Statement des DKSB Bundesverbands zum Thema Corona-Impfung bei Kindern

Statement des DKSB Bundesverbands zum Thema Corona-Impfung bei Kindern: Uns haben Nachfragen ereilt zum Thema Kinderimpfung gegen Corona. Hiermit möchten wir Ihnen gern unsere Position weiterleiten:  

Wir finden es gut, dass es einen Impfstoff für Kinder gibt, der umfangreich geprüft und als sicher bewertet wurde. Für Kinder mit Vorerkrankungen oder Kinder, die mit Risikopatienten im Haushalt leben, ist die Impfung eine große Erleichterung, deshalb sollten sie besonders schnell Zugang zur Impfung erhalten.

 

Wie sich Omikron entwickeln wird, und ob diese Variante für Kinder gefährlicher ist, können wir nicht beurteilen. Generell haben wir nicht die medizinische & epidemiologische Expertise, um Voraussagungen zum Infektionsgeschehen zu treffen. Ob weitere Schutzmaßnahmen nötig werden, können wir derzeit nicht abschätzen.

 

Wir fordern, dass ein großes Beratungs- und Informationsangebot zur Kinderimpfung bereitgestellt wird. Die meisten Eltern wollen das Beste für ihr Kind. Deshalb ist es wichtig, dass ihnen die Ängste genommen werden und fundiert und sachlich über die Impfung aufgeklärt wird.
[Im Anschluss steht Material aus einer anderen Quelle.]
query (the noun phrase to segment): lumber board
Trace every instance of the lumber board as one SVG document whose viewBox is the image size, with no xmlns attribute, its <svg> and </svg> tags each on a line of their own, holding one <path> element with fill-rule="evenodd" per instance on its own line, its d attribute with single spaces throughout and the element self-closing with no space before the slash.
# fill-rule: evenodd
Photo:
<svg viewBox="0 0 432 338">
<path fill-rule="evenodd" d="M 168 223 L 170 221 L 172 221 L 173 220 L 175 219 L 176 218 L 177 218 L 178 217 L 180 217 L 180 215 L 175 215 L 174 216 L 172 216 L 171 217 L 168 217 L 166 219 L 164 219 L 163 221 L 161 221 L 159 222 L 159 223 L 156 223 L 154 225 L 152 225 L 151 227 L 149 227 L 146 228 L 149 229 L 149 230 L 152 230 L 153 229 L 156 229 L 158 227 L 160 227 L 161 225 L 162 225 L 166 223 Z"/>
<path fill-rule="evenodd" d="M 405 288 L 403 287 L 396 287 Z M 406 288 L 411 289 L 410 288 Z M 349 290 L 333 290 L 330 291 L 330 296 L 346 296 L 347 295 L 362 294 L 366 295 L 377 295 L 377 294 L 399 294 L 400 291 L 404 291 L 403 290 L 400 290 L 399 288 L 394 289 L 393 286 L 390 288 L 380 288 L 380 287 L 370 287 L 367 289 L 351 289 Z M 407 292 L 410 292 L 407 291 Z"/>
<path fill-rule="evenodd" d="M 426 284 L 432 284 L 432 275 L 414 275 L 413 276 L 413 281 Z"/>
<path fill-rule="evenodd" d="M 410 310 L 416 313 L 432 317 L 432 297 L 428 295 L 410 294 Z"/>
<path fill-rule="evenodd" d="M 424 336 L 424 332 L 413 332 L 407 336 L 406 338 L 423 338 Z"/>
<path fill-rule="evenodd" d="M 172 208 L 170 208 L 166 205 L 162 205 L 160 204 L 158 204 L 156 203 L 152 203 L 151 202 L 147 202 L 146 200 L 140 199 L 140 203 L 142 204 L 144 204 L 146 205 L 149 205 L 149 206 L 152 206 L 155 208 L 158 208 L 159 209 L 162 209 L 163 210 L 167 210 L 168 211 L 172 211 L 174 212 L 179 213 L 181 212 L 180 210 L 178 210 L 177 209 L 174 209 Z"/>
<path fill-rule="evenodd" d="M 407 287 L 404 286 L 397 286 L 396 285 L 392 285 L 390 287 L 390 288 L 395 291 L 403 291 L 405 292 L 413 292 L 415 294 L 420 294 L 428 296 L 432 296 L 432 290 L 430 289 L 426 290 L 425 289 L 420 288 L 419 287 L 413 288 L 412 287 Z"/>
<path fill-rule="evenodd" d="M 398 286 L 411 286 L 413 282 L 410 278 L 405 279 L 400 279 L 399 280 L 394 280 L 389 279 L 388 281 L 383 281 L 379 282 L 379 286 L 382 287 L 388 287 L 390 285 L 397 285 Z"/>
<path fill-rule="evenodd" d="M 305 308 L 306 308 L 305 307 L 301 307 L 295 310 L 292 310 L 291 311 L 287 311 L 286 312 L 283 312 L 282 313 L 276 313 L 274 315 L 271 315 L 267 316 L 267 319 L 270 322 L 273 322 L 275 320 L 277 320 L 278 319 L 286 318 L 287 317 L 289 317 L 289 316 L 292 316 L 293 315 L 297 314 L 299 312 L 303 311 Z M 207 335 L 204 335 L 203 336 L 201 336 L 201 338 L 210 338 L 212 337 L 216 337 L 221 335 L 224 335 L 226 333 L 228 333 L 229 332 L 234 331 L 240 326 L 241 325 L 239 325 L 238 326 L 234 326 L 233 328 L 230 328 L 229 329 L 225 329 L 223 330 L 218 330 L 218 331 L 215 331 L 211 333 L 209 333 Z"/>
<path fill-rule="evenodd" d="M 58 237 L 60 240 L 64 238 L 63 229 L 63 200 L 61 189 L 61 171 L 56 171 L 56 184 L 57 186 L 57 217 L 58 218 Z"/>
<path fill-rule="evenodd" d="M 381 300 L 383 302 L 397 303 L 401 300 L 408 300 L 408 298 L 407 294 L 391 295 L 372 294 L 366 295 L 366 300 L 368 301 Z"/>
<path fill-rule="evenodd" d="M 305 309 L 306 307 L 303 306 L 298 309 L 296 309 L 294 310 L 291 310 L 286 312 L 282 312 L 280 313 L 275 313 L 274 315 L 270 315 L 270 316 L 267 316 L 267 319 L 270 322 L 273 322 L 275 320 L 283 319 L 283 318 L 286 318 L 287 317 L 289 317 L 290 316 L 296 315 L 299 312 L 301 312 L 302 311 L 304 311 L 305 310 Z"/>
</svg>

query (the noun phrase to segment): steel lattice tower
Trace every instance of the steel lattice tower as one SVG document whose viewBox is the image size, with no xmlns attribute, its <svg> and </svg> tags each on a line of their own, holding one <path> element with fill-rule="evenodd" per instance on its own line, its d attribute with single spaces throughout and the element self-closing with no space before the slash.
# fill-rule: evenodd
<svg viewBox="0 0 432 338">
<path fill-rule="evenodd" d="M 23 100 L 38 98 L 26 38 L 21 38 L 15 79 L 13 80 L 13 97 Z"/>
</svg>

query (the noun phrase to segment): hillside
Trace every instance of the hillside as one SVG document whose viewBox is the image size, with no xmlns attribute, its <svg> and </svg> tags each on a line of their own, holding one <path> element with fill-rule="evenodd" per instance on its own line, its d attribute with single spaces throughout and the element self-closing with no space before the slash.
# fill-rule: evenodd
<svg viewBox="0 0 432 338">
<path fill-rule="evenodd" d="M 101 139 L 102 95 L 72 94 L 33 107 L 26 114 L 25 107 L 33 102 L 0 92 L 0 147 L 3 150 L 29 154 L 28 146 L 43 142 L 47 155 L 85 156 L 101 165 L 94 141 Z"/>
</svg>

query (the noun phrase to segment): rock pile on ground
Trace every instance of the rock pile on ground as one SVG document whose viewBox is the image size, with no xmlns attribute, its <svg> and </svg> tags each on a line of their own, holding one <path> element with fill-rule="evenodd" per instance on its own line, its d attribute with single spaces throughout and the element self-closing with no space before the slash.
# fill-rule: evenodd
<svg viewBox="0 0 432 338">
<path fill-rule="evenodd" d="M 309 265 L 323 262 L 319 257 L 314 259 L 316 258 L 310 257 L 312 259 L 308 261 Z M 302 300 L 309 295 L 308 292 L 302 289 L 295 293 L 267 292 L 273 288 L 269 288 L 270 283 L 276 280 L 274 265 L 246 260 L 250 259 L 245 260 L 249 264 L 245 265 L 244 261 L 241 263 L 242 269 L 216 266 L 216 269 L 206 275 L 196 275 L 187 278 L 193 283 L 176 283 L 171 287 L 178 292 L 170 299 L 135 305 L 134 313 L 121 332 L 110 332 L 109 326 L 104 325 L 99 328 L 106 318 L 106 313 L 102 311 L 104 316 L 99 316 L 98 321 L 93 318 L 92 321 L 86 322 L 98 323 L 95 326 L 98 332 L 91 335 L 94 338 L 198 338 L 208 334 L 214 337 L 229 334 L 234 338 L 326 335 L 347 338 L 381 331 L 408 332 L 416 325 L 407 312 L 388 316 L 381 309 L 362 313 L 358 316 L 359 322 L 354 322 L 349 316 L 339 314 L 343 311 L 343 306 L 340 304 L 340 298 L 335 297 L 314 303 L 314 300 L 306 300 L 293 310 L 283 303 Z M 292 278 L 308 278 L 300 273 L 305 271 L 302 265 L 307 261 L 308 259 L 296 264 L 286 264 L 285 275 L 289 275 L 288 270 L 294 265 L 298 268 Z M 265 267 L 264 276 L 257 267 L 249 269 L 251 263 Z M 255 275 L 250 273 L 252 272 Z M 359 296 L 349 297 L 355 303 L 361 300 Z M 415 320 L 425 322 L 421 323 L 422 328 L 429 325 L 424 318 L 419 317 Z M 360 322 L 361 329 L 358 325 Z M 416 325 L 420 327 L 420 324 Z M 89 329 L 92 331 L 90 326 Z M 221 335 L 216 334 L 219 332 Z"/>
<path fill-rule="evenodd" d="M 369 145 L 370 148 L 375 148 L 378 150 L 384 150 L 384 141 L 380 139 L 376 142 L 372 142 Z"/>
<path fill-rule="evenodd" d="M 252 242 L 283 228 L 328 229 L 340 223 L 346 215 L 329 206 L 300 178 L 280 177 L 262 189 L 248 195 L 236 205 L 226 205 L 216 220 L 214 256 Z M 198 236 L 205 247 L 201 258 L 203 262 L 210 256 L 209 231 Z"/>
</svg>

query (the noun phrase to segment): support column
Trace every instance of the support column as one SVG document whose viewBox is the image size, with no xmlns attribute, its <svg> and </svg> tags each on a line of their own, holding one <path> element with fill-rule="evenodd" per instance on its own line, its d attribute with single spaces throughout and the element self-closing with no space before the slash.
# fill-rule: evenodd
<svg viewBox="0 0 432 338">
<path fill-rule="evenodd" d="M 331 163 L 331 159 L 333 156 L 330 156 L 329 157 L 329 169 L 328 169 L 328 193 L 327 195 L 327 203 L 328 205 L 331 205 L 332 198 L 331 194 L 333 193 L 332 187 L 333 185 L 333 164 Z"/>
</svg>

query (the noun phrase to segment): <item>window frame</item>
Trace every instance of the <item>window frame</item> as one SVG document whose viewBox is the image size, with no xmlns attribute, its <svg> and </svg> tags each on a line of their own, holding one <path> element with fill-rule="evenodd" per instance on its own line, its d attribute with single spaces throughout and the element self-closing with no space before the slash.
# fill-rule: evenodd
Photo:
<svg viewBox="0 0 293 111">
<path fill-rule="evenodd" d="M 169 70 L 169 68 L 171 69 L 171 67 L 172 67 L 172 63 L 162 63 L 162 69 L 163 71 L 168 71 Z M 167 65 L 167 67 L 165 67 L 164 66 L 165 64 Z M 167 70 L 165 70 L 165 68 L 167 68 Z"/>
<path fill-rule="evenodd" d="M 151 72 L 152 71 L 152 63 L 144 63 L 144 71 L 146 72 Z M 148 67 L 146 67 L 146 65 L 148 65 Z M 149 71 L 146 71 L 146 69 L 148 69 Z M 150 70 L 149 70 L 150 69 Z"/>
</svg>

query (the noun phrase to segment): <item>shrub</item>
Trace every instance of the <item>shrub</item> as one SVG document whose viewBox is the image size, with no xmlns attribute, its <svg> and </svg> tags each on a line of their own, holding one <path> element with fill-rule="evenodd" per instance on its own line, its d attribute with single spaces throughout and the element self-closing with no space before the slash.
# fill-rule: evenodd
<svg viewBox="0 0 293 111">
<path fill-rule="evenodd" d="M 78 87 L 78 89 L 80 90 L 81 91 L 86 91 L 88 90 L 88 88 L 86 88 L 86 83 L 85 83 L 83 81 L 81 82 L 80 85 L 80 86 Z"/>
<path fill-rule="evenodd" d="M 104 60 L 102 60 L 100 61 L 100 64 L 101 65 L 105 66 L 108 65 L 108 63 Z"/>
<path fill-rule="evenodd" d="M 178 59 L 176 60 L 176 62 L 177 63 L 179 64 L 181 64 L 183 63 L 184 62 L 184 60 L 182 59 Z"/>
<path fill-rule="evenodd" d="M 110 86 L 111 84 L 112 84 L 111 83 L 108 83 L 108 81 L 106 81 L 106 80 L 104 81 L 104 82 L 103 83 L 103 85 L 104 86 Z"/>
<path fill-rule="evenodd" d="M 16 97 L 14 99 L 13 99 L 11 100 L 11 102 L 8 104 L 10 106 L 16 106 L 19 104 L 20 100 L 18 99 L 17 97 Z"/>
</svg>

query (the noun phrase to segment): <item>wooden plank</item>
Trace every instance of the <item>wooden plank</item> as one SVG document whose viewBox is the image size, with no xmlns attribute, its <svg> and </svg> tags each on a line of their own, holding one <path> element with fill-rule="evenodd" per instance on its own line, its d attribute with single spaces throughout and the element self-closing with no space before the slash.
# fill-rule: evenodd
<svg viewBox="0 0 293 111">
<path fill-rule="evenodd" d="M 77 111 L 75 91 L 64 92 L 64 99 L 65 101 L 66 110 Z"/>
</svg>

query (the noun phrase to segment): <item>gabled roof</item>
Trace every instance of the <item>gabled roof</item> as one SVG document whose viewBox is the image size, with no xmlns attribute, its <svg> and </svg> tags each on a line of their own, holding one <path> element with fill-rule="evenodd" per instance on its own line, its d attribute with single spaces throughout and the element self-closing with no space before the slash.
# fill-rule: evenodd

An welchem Ort das geschieht, ist zweitrangig. Aktuell gibt es beim Zugang zu Aufklärung noch zu große regionale Unterschiede. Kinder, die sich mit den Eltern für eine Impfung entscheiden, sollten dazu schnell Zugang bekommen.

 

Da gerade die jüngeren Kinder nicht allein entscheiden können, ob sie sich impfen oder nicht, darf auf sie kein direkter oder indirekter Druck ausgeübt werden. Die Teilnahme am sozialen Leben darf bei Kindern in der aktuellen Situation nicht vom Impfstatus abhängig sein.

 

Die Politik hat inzwischen verstanden, dass sie nicht Schulen und Kitas schließen kann, ohne zunächst die Erwachsenen einzuschränken. In Schulen und Kitas wurde schon lange getestet, während es gleichzeitig für Arbeitnehmende für unzumutbar galt, sich täglich testen zu lassen. Hier hat sich schon einiges bewegt. In Zukunft muss die Reihenfolge von vorneherein andersrum sein. Die Impfkampagne für Kinder ist unter anderem deshalb so bedeutend geworden, weil sich viele Erwachsene nicht impfen lassen. Diese Erwachsenen müssen von der Politik noch stärker in den Blick genommen werden.